Mini-o3: Scaling Up Reasoning Patterns and Interaction Turns for Visual Search
Overview
Overall Novelty Assessment
The paper introduces Mini-o3, a system for deep multi-turn visual search using reinforcement learning to execute reasoning trajectories spanning tens of steps. It resides in the 'Deep Multi-turn Visual Search with RL' leaf, which contains four papers including the original work. This leaf sits within the broader 'Reinforcement Learning for Multi-turn Tool-based Reasoning' branch, indicating a moderately populated research direction focused on RL-driven tool orchestration. The taxonomy reveals this is an active but not overcrowded area, with sibling papers like MMSearch-R1 and Deepmmsearch-r1 pursuing similar extended reasoning paradigms.
The taxonomy positions this work at the intersection of RL-based tool-use and multi-turn reasoning, distinct from supervised frameworks (e.g., LLaVA-Plus, Beyond Seeing) that rely on curated demonstrations rather than trial-and-error learning. Neighboring leaves include 'Agentic Tool-use with Visual Reasoning via RL' and 'Multi-step RL for Reasoning and Tool Integration', which explore synthetic data generation and reward shaping. The scope note for the original leaf explicitly excludes single-turn or shallow reasoning systems, clarifying that Mini-o3's contribution lies in scaling interaction depth rather than breadth of tool types or domains.
Among 23 candidates examined, none clearly refute the three core contributions. The Visual Probe Dataset examined 10 candidates with zero refutable overlaps, suggesting novelty in constructing challenging visual search problems for exploratory reasoning.
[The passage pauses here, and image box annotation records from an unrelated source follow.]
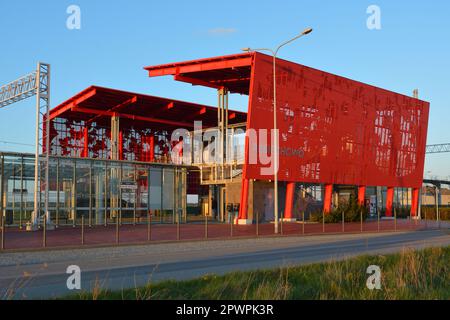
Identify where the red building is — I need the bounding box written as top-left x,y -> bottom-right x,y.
46,53 -> 429,223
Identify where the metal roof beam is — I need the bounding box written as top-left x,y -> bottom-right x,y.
71,107 -> 194,128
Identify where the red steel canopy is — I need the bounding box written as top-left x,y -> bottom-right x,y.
50,86 -> 247,132
144,53 -> 254,95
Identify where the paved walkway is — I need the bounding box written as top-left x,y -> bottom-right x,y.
0,230 -> 450,299
0,220 -> 442,251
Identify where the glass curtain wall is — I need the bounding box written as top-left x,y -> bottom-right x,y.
0,153 -> 187,228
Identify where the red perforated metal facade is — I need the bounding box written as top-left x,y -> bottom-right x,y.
245,53 -> 429,188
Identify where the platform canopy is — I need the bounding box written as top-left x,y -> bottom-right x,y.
144,53 -> 254,95
50,86 -> 247,131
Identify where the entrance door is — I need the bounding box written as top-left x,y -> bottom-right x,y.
219,187 -> 227,222
264,188 -> 275,221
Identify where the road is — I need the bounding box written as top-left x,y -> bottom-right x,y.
0,230 -> 450,299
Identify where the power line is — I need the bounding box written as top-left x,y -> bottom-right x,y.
0,140 -> 34,147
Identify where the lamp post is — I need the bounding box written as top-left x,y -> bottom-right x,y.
242,28 -> 312,234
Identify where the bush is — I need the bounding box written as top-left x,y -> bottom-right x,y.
422,206 -> 450,221
310,196 -> 369,223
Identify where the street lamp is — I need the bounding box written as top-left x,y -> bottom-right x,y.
242,28 -> 313,234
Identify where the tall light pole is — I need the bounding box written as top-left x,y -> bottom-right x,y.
242,28 -> 312,233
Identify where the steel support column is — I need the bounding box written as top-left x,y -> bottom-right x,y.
358,186 -> 366,206
386,187 -> 394,217
323,184 -> 333,214
237,178 -> 252,224
411,188 -> 420,217
284,182 -> 296,222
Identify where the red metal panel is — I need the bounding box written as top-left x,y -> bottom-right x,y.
358,186 -> 366,206
284,182 -> 295,219
244,53 -> 429,187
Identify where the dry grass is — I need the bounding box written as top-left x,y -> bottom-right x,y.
69,247 -> 450,300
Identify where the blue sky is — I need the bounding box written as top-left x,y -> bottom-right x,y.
0,0 -> 450,177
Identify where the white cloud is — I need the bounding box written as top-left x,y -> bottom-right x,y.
208,28 -> 237,35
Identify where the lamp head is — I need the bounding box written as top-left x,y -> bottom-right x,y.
302,28 -> 312,35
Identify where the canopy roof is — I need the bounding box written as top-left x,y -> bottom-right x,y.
144,52 -> 255,95
50,86 -> 247,131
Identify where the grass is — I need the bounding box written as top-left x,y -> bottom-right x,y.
66,247 -> 450,300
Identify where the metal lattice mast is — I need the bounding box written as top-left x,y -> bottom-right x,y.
32,62 -> 50,226
0,63 -> 50,226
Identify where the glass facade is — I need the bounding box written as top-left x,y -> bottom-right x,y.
0,153 -> 188,227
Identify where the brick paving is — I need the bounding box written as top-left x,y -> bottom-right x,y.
0,220 -> 442,250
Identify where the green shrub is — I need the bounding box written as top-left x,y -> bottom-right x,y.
310,196 -> 369,223
422,206 -> 450,221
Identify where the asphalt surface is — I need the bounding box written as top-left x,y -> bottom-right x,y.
0,229 -> 450,299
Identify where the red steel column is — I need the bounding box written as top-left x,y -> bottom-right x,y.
411,188 -> 419,217
284,182 -> 295,220
119,130 -> 123,160
83,127 -> 89,158
358,186 -> 366,206
386,187 -> 394,217
238,179 -> 249,220
149,135 -> 155,162
323,184 -> 333,214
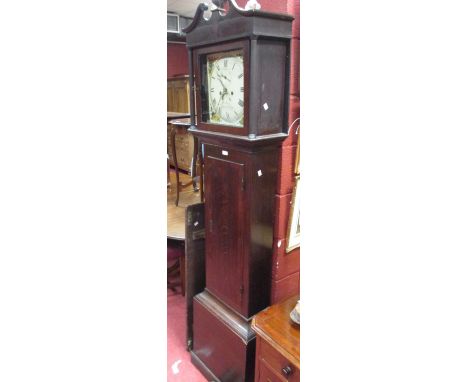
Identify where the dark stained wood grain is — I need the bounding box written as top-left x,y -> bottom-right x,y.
205,155 -> 246,311
191,291 -> 255,382
202,138 -> 278,318
185,203 -> 205,350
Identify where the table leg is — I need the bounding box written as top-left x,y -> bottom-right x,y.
171,126 -> 179,206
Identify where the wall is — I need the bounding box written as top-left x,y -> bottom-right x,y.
167,43 -> 189,78
237,0 -> 300,304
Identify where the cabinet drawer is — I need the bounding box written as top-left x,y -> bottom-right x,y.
260,340 -> 300,382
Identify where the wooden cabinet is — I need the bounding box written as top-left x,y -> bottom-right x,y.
252,296 -> 300,382
205,155 -> 246,311
167,76 -> 194,172
203,138 -> 278,319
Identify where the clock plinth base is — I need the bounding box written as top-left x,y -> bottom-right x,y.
191,290 -> 255,382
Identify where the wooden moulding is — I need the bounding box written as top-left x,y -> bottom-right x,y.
190,290 -> 255,382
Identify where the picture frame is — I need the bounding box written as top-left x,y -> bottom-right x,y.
286,176 -> 301,252
294,130 -> 301,175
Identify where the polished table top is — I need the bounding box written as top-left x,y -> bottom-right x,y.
167,111 -> 190,121
252,296 -> 300,368
169,118 -> 190,127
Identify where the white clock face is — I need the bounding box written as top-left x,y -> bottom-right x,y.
207,51 -> 244,127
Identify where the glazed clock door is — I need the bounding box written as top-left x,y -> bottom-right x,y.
205,156 -> 246,311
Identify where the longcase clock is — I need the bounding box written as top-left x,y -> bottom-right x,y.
184,0 -> 293,382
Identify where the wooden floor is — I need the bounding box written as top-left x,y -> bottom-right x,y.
167,171 -> 200,240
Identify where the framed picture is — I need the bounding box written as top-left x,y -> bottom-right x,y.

The iterative data collection pipeline also examined 10 candidates without refutation, indicating that the approach to generating diverse cold-start trajectories (depth-first search, trial-and-error, goal maintenance) appears distinct within the limited search scope. The over-turn masking strategy examined only 3 candidates, reflecting a more specialized technical contribution with no identified prior work in the sample.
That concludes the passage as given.